PORTLAND, Maine (NEWS CENTER) -- Food pantries in six counties across the state are facing large funding cuts because of changes the federal government made to its Emergency Food and Shelter Program.
Maine food pantries are facing a 57 percent cut in funding from last year. In Cumberland County alone, 23 agencies that received grants last year will get nothing from the program. The Root Cellar is one of those agencies. It received about $10,000 last year to feed needy families in Portland's East End.
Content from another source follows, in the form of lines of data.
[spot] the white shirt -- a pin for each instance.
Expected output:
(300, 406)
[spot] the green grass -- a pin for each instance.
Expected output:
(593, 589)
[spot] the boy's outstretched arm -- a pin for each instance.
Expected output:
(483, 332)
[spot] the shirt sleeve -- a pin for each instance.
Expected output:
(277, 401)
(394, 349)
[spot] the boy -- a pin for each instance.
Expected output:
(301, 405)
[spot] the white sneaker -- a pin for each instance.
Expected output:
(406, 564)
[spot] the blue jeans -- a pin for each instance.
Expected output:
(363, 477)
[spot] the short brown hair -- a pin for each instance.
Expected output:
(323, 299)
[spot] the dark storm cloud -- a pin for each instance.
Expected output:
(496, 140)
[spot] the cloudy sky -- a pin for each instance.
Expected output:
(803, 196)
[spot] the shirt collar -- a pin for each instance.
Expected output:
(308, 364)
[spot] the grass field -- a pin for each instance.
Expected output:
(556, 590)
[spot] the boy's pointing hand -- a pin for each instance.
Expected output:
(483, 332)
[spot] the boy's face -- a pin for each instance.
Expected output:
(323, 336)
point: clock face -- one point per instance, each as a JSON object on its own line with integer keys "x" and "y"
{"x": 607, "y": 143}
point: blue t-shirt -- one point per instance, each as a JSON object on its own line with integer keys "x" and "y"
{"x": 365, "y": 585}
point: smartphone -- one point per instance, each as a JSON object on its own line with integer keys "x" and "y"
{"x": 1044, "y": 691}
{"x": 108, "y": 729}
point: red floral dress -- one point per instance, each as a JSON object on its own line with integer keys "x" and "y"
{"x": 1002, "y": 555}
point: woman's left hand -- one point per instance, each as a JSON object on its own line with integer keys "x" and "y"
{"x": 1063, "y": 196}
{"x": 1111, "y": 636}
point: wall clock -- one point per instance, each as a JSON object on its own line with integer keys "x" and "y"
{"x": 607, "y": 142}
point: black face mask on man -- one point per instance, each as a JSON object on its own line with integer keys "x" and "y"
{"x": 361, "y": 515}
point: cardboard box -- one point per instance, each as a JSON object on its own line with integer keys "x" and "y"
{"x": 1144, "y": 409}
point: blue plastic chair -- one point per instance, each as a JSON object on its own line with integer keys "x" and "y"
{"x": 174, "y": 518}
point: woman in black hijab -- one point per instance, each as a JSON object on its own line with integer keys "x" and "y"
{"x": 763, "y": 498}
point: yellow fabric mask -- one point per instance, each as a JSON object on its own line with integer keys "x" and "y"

The Root Cellar says without that money, it will likely be forced to give the families that depend on the food pantry less food each week.
"Either feed less families or give each family less, that's probably what it will end up being," The Root Cellar's Portland director Kurt Holmgren said. "Because what we'll have is the same number of families that will come in, they just won't walk out with a box as full as they normally would have."
The United Way is charged with distributing the federal dollars county by county. Rebecca Ermlich of the United Way of Greater Portland says the Emergency Food and Shelter Program changed the formula for figuring out which counties around the country qualify for funding. But she says that doesn't mean the level of poverty and hunger in Maine has gone down.
"There are many, many working families who are still struggling to meet basic needs," Ermlich said. "So certainly it is not a reflection on increased jobs in Maine or Cumberland County, or a reduction in poverty."
Good Shepherd Food Bank says while it is not directly affected by these cuts, they will have a drastic impact, because hunger relief organizations facing cuts will likely look to Good Shepherd to give them more food with very limited resources.